The rift between the brothers only grows. As their father Isaac grew older he lost his eyesight. Once again Jacob jumps on the opportunity to exploit someone in their weakness. He disguises himself as Esau and goes into his father’s tent to receive the blessing before Isaac dies. This blessing, was reserved for the oldest son, but with the help of his mother, he lied to his father and stole the blessing.
First the birthright and now the blessing. Jacob was a liar and swindler. Esau figures out what happened and wants to kill his brother. Jacob runs away from home. He and his brother live for years estranged.
Years later Jacob has grown up, he has married, has children, has herds of animals, and an established household. He leaves his father-in-law’s place and wants to return home. He is preparing to meet his brother Esau.
On that journey Jacob sends his family ahead of him, and there the writer of Genesis tells us, he wrestles with a man. They wrestle all night, and at daybreak the man realizes he cannot overpower Jacob. The man tells Jacob to let him go, but Jacob wants the man to bless him.
Then this stranger asks an interesting question. He asks Jacob, “What is your name?” This question was deep and penetrating. A name in the Ancient Near East had deep meaning. It tied you to a people, it spoke of your reputation, it spoke about your deep identity. Jacob answers quickly. Another way of phrasing this question could be, “Who are you?” He answers, “Jacob.”
What is he saying about himself? The stranger says, “Who are you?” He replies, “I am liar, a deceiver, one who takes advantage of others.” Where did this answer come from? What informed and caused him to view himself like this?
He is asked, “Who are you?” And he responds by telling the stranger about all the stuff that he was when he was younger. Hadn’t he grown up? Had not God been with him?
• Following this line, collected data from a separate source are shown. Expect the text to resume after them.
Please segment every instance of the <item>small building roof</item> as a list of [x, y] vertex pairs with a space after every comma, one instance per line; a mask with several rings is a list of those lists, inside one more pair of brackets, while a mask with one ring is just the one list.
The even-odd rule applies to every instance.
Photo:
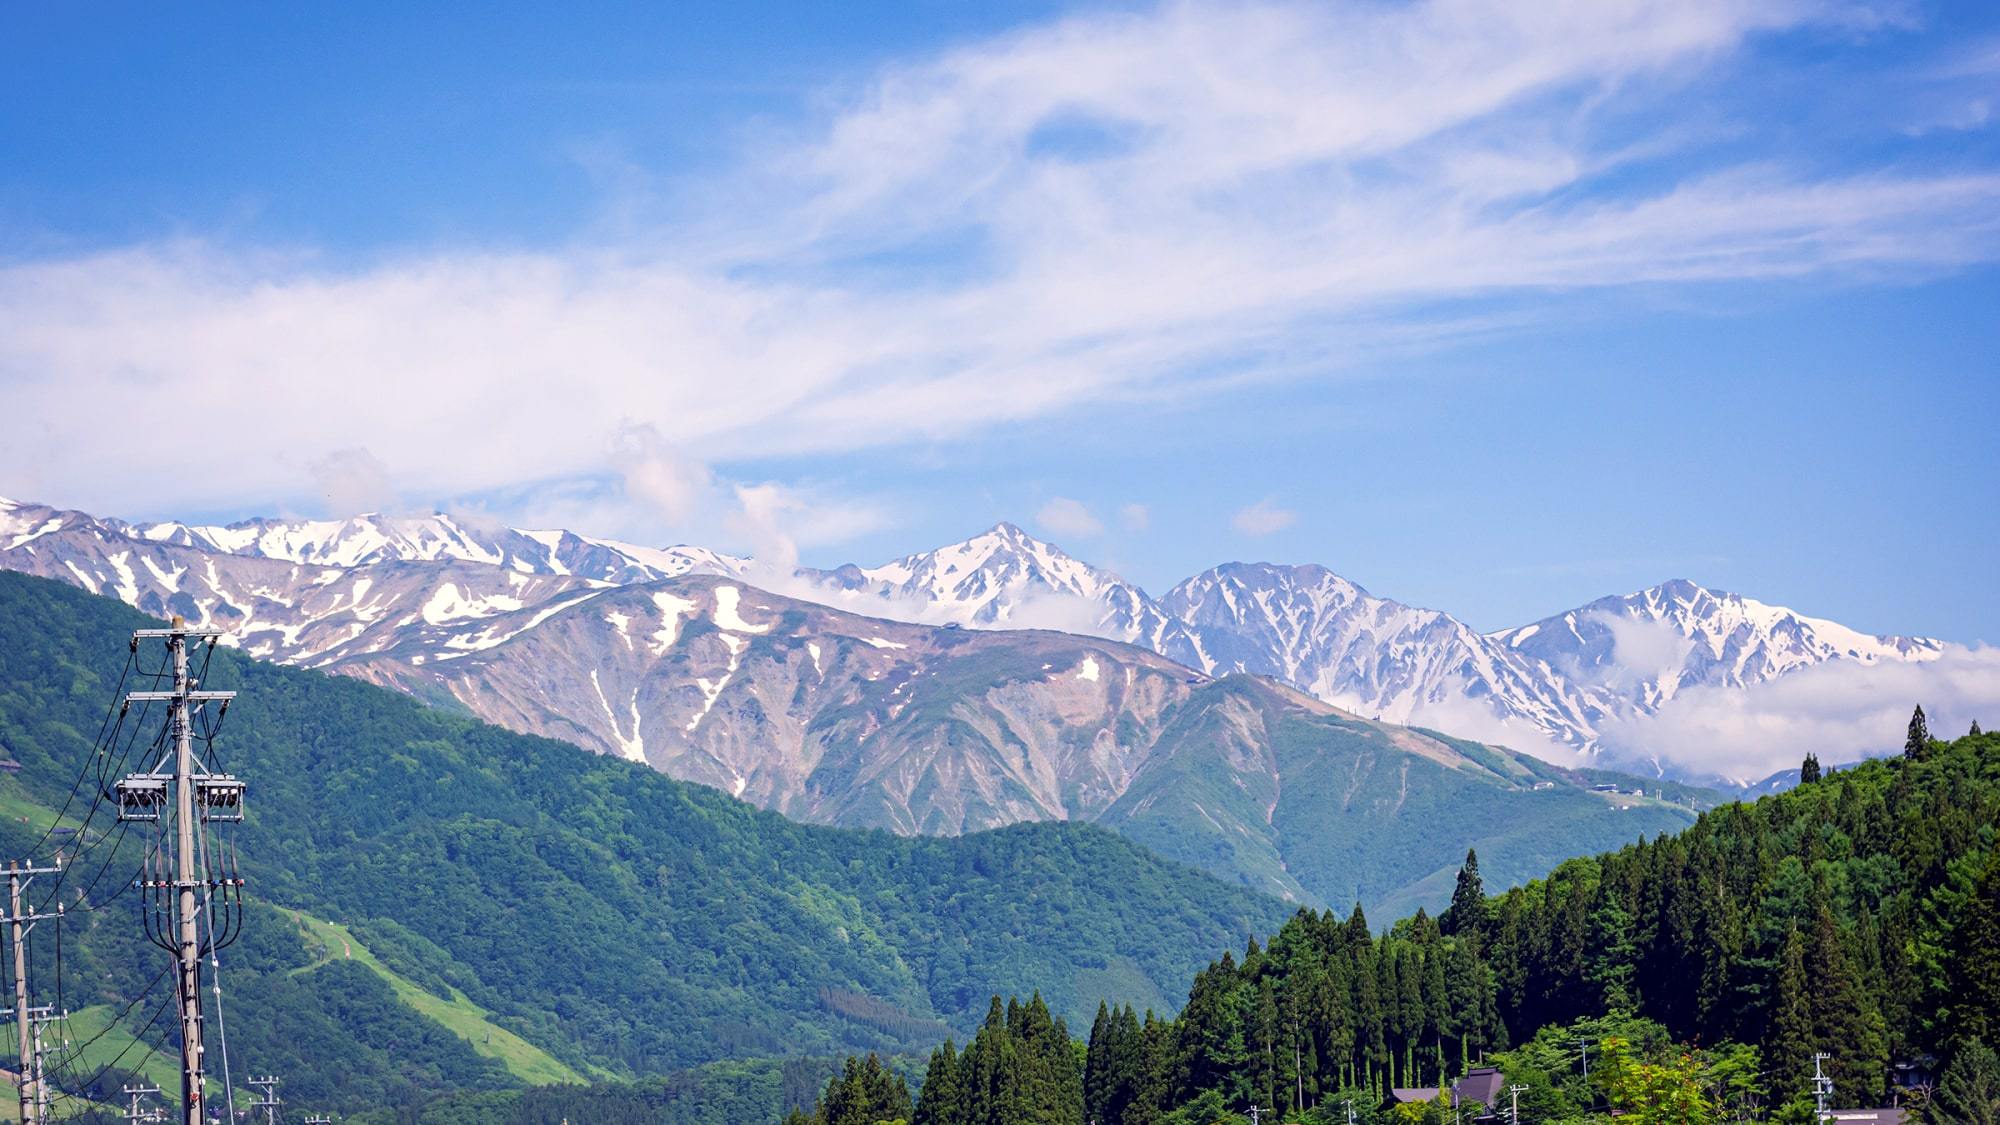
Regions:
[[1507, 1077], [1498, 1067], [1475, 1066], [1465, 1072], [1465, 1077], [1452, 1085], [1452, 1092], [1461, 1101], [1474, 1101], [1480, 1105], [1497, 1105], [1500, 1091], [1507, 1086]]
[[1827, 1111], [1830, 1121], [1852, 1121], [1854, 1125], [1903, 1125], [1903, 1111], [1900, 1109], [1831, 1109]]
[[1396, 1086], [1390, 1089], [1389, 1097], [1398, 1102], [1434, 1102], [1438, 1097], [1436, 1086]]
Jacob is a husband and a father, a man who received a vision from God in which God extended to him the promise he gave to his grandfather Abraham,he has established a household, and yet he still goes back to who he was.
It is at this point that this stranger, who we learn is God, gives him a new name. He says, “That is not who you are anymore, you are now ‘Israel’ because you have wrestled with God and humans and have overcome.” God says to Jacob, “You are someone new.”
It seems from the story of Jacob, that the question “Who are you?” is a difficult question to answer. Like Jacob, our past, all the things we were, what people told us we were, it just keeps getting in the way of who we have become and are becoming doesn’t it?
We want to grow up, grow past it, but people just keep dragging us backward and reminding us of who they believe we “really are”. In a world like this it can be so difficult to cut through all of that and answer the question that God asked Jacob, “What is your name?” “Who are you?” for Jacob he had to wrestle with God and humans to learn the answer that started him on a new journey.
This question of who we are is so essential. Yet, the longer I live the more I see that few people engage this question. Few take the time to wrestle with God, and hear him say we are new.
In the Native American tradition, young men would go on a vision quest. They would stay in the desert for days - fighting hunger, thirst, sleep, and a wandering mind - until The Great Spirit would give them a new name. They fought to find out who they were.
Today, it seems that we are content to let everyone else inform us. We give away so much of ourselves to others to find a label, because it feels better to wear the wrong label than nothing at all. But this is not the way ... we must fight, we must wrestle, we must hear from God what our name is.